CARMEL, Calif. — A red Ferrari set a record Thursday as the most expensive car ever sold auction.
The 1962 Ferrari 250 GTO Berlinetta, reportedly one of only 39 made, sold for $38,115,000 including the 10% commission at a Bonhams auction here. Auction officials say the sale easily topped the previous record of any car ever sold at auction, about $30 million for a 1954 Mercedes-Benz W196R F1 single-seat racer sold last year at a Bonhams auction in England.
But the GTO failed to meet widespread expectations that it could become the most expensive car ever sold -- period. That record belongs to a Ferrari GTO sibling sold in a private sale last year for about $52 million, according to McKeel Hagerty, a car auction expert and insurer of collectible cars.

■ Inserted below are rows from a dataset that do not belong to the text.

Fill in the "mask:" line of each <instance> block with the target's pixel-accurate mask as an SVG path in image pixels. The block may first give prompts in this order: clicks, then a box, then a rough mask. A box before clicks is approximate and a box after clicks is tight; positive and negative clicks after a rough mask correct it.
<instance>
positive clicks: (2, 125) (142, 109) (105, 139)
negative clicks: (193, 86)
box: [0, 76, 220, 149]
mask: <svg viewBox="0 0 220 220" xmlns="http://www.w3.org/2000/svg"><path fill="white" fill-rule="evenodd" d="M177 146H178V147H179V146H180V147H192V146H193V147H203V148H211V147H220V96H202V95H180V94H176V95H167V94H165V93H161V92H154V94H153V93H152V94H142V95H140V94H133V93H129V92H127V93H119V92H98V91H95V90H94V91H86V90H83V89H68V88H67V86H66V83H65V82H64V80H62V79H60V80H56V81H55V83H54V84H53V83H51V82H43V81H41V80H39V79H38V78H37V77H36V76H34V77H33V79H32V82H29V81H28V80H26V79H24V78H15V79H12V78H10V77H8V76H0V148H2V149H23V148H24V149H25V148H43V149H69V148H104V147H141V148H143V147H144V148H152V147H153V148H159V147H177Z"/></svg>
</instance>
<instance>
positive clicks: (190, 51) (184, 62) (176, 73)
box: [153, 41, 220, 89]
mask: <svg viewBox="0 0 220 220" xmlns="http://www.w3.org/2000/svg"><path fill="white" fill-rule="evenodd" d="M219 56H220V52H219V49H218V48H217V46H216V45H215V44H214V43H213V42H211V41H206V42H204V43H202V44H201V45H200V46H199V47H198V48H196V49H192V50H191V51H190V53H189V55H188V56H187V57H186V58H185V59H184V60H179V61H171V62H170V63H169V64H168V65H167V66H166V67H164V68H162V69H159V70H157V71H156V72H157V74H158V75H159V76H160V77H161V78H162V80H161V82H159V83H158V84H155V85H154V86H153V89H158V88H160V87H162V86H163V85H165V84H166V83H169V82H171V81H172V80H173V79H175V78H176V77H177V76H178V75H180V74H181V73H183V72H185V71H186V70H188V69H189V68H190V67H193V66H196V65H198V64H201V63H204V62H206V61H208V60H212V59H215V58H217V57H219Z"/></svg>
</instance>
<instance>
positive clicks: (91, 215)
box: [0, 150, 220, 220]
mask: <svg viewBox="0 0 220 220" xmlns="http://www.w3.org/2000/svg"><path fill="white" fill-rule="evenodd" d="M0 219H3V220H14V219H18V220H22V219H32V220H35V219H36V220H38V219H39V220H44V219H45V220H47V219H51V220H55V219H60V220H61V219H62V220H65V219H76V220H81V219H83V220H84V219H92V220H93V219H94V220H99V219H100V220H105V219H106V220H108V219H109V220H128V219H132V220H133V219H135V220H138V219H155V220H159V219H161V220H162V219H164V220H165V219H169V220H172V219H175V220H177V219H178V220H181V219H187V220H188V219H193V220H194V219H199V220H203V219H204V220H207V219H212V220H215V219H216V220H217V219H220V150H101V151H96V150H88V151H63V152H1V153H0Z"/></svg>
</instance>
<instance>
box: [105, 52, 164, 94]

Against predictions that the GTO would attract bids as high as $70 million, Hagerty spokesman Jonathan Klinger said that whoever the buyer may be, "they purchased a fantastic car at a great price." The car is considered precious because it was developed as a street car that also could be raced, the pinnacle in Ferrari design and engineering.
The sale was held in a tent here next to a posh golf club not far from Monterey, where car auctions and shows are going on all week
The GTO was the third car to be auctioned. It followed two other Ferraris that both went for less than $1 million. The GTO's price quickly climbed to $25 million, then bidding went forward in million-dollar increments until it hit about $34 million. Then bidding slowed to a snail's pace, with a huge crowd cheering every time a potential owner threw in another $100,000 or $250,000 to keep the auction alive.
Auctioneer Robert Brooks did his best to egg on bidders. "When is the next time a GTO will be at auction and will the next one be any less?" he asked as he scanned faces of the crowd and a bank of men manning phone lines.
Bonhams says the car was developed to race in the 1962 3-liter class FIA GT World Championship series. But it was involved in a crash early in its life that killed the driver, and was subsequently repaired. Experts say a crash involving a Ferrari of its type doesn't decrease the value. In fact, it appeared only to add to the mystique.
"Over the long decades since then, the Ferrari 250 GTO has commanded ever-increasing interest from the car connoisseur and art investor alike. Valuable levels have been achieved by the relatively few examples that have come to market over the past 20 years," Bonhams writes.